The Puerto Rico Electric Power Authority, or PREPA, says several areas are without power, after an explosion and fire at the substation in Monacillo on the outskirts of the capital, San Juan.

NPR’s Adrian Florido, reporting from San Juan, says the blackout affects the heavily populated northern part of the island after the explosion that occurred at about 9 p.m. Sunday.

As of Sunday, a third of the utility’s customers were still without electricity after losing it in the wake of Maria in September, Adrian says.

PREPA says it does not yet know what caused the explosion, but that it is optimistic that the substation could be repaired and that power could be restored within a day.

On Twitter, the utility said that electricity had been turned back on for San Juan’s international airport and a medical facility.

VIDEO: @Bomberos_de_PR logran controlar incendio en subestación @AEEONLINE Monacillos en Río Piedras. https://t.co/uWih2e8Yvvpic.twitter.com/qyVcmO8d0l

— NotiUno 630 (@NotiUno) February 12, 2018

Explosion at electric station sends Puerto Rico into blackout https://t.co/hhMubgjREZpic.twitter.com/eu3QnOmqYh

— PostOfficeOpen.us (@PostOfficeToday) February 12, 2018

As we reported in January, Puerto Rico’s Gov. Ricardo Rosselló has announced a plan to privatize PREPA, which has been under fire for its failure to fully restore power to the island after the devastation of Maria, Puerto Rico’s worst natural disaster in nearly a century.

That came after Rosselló asked the Justice Department to investigate the utility “after federal agents said they found large quantities of critical rebuilding materials stored in a warehouse owned by the public company.”

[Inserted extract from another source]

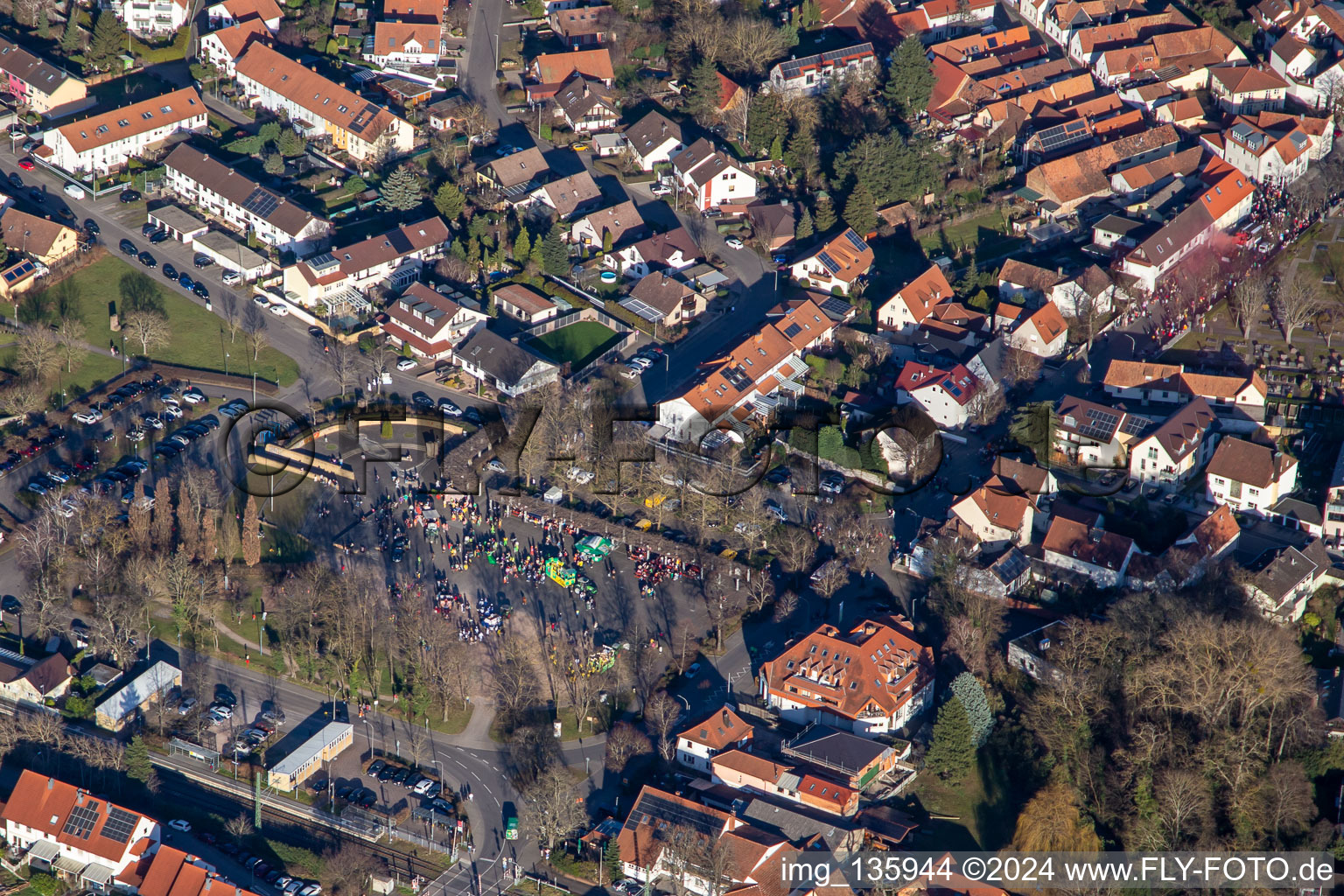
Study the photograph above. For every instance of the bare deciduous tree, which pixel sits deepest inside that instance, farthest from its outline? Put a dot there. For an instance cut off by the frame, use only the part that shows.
(148, 328)
(1296, 303)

Meanwhile, the governor announced Friday that Puerto Rico would get $16 billion in federal disaster aid signed by President Trump under a new spending plan.

In October, PREPA hired Whitefish Energy Holdings, a little-known Montana-based company with ties to Interior Secretary Ryan Zinke, to head up the effort to restore power. The $300 million contract drew intense criticism and in late October, Rosselló announced the contract with Whitefish was being terminated.